La première photo de groupe   Ah! cette photo-là... Incontournable, émouvante, à la fois naïve et vraie. On y pressent un mélange de solennité et de décontraction. A l'heure du tout image frénétique, elle offre une sorte de dimension iconographique hors du temps. Mais c'est comme sur ces vieux supports sépias dénichés tout à trac dans une armoire - souvenir d'école ou de banquet de classe -, il y en a toujours un ou une qui se distingue au moment du déclic.
   La classe parfaitement mixte du gouvernement tout juste constitué a ainsi posé hier devant l'objectif officiel. "Attention, on ne bouge plus, le petit oiseau républicain va sortir..." Bruit d'ailes dans le ciel de l'Ascension, battements de coeur des nouvelles et nouveaux venu(e)s, attitudes de circonstances. Ce vendredi matin la scène - on pourrait presque écrire "la Cène" - fait la Une de la presse. "Normal", comme dit le chef.

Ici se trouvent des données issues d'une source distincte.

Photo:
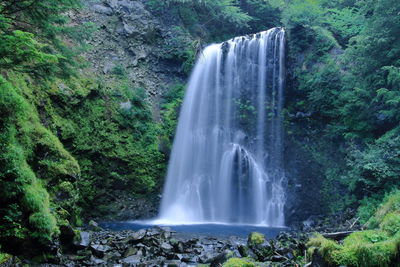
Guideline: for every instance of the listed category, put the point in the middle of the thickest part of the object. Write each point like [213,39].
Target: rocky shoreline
[161,246]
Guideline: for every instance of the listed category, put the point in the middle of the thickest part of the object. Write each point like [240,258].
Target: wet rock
[221,258]
[137,237]
[134,259]
[84,240]
[166,247]
[131,251]
[94,226]
[67,235]
[102,10]
[99,250]
[97,261]
[172,263]
[255,239]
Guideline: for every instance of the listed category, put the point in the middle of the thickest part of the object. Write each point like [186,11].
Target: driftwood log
[338,235]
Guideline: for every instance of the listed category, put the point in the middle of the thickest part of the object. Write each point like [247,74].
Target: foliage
[170,111]
[25,203]
[239,262]
[378,247]
[255,239]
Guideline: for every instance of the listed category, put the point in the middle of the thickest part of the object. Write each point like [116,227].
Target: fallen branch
[356,220]
[338,235]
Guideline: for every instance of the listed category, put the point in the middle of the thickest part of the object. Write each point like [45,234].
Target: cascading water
[226,164]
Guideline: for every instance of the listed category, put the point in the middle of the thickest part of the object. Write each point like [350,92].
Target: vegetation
[68,137]
[239,262]
[377,247]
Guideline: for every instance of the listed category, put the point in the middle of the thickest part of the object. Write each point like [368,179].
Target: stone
[84,240]
[166,247]
[94,226]
[102,10]
[99,250]
[172,263]
[135,259]
[137,236]
[255,239]
[130,251]
[97,261]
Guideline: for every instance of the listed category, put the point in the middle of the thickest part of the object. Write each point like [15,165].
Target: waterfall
[226,164]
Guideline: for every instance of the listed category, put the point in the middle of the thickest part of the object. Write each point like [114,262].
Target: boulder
[94,226]
[99,250]
[102,10]
[134,259]
[255,239]
[137,237]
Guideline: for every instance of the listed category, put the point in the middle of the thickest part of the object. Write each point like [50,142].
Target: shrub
[237,262]
[255,239]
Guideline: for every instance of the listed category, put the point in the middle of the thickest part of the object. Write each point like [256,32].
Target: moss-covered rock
[255,239]
[369,248]
[239,262]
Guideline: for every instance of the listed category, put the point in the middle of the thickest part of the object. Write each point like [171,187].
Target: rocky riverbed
[163,247]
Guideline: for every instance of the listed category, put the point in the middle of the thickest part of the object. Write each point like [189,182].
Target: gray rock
[99,250]
[172,263]
[94,226]
[102,10]
[97,261]
[166,247]
[85,239]
[135,259]
[130,251]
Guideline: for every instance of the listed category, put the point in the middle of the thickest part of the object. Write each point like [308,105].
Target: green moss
[325,247]
[32,158]
[255,239]
[238,262]
[391,223]
[390,204]
[370,248]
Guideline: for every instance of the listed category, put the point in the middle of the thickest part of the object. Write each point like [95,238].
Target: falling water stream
[226,164]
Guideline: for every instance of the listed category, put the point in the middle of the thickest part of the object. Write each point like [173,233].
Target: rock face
[163,247]
[131,41]
[131,37]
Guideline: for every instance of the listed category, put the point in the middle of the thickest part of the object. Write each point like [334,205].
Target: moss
[390,204]
[255,239]
[325,247]
[238,262]
[4,257]
[391,223]
[26,210]
[370,248]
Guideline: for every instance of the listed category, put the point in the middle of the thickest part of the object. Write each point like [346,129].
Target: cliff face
[132,39]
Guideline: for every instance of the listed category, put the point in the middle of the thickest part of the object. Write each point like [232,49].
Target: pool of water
[219,230]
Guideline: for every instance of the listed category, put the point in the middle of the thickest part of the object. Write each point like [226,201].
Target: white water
[226,164]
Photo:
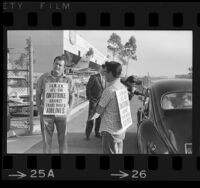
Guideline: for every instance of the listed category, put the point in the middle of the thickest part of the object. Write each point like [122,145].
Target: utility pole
[31,85]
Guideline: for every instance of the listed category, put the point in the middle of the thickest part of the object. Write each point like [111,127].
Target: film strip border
[101,15]
[107,16]
[101,167]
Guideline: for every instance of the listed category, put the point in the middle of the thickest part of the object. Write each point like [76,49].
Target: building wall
[46,45]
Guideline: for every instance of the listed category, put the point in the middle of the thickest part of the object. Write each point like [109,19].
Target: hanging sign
[124,108]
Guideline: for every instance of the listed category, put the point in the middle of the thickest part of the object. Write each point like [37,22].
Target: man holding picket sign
[54,99]
[114,109]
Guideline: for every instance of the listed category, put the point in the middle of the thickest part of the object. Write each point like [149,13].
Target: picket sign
[124,108]
[56,99]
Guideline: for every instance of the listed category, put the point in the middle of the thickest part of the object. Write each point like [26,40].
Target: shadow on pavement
[76,143]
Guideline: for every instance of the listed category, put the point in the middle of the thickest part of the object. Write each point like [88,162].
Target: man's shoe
[87,138]
[98,135]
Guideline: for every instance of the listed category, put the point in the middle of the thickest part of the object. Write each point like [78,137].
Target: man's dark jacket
[94,90]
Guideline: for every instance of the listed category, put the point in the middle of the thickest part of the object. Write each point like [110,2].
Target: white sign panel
[56,99]
[124,108]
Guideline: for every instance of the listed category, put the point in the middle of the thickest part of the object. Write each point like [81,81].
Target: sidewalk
[13,132]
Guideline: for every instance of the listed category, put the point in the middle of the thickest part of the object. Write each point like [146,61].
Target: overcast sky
[161,53]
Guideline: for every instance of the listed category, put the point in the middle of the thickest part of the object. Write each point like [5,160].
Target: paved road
[75,137]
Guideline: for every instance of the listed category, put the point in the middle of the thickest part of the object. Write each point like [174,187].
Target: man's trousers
[49,124]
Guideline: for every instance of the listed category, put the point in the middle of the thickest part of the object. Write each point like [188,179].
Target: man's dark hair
[59,58]
[114,67]
[103,66]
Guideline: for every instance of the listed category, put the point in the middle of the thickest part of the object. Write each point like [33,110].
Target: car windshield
[17,82]
[176,100]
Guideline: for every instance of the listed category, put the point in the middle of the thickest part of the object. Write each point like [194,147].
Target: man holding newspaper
[114,109]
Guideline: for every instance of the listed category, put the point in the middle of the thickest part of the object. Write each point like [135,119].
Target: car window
[176,100]
[13,82]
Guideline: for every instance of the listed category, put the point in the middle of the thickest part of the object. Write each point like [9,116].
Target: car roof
[16,77]
[169,85]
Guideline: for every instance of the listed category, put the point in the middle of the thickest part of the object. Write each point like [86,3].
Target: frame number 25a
[42,174]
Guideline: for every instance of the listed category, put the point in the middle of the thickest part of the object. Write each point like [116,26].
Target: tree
[21,62]
[114,44]
[190,72]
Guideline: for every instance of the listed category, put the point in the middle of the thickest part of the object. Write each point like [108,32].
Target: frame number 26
[139,174]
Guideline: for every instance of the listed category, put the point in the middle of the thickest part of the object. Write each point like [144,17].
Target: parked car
[19,96]
[165,120]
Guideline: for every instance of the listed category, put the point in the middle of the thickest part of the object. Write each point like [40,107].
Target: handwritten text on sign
[124,108]
[56,99]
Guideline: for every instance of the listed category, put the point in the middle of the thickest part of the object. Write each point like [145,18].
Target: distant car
[18,96]
[165,120]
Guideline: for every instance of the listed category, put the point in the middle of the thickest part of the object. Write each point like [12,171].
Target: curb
[36,128]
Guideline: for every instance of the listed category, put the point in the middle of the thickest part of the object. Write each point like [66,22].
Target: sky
[159,53]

   Il n'y a pas que des bleu(e)s. Quelques aîné(e)s sont là, un ou deux chevaux de retour. Mais ce sont les trombines sur lesquelles on ne sait pas encore mettre un nom qui nous émeuvent le plus. Bien malin qui peut lire les destins de ces personnes passées en quelques instants de l'anonymat à l'exhibitionniste papier des journaux. 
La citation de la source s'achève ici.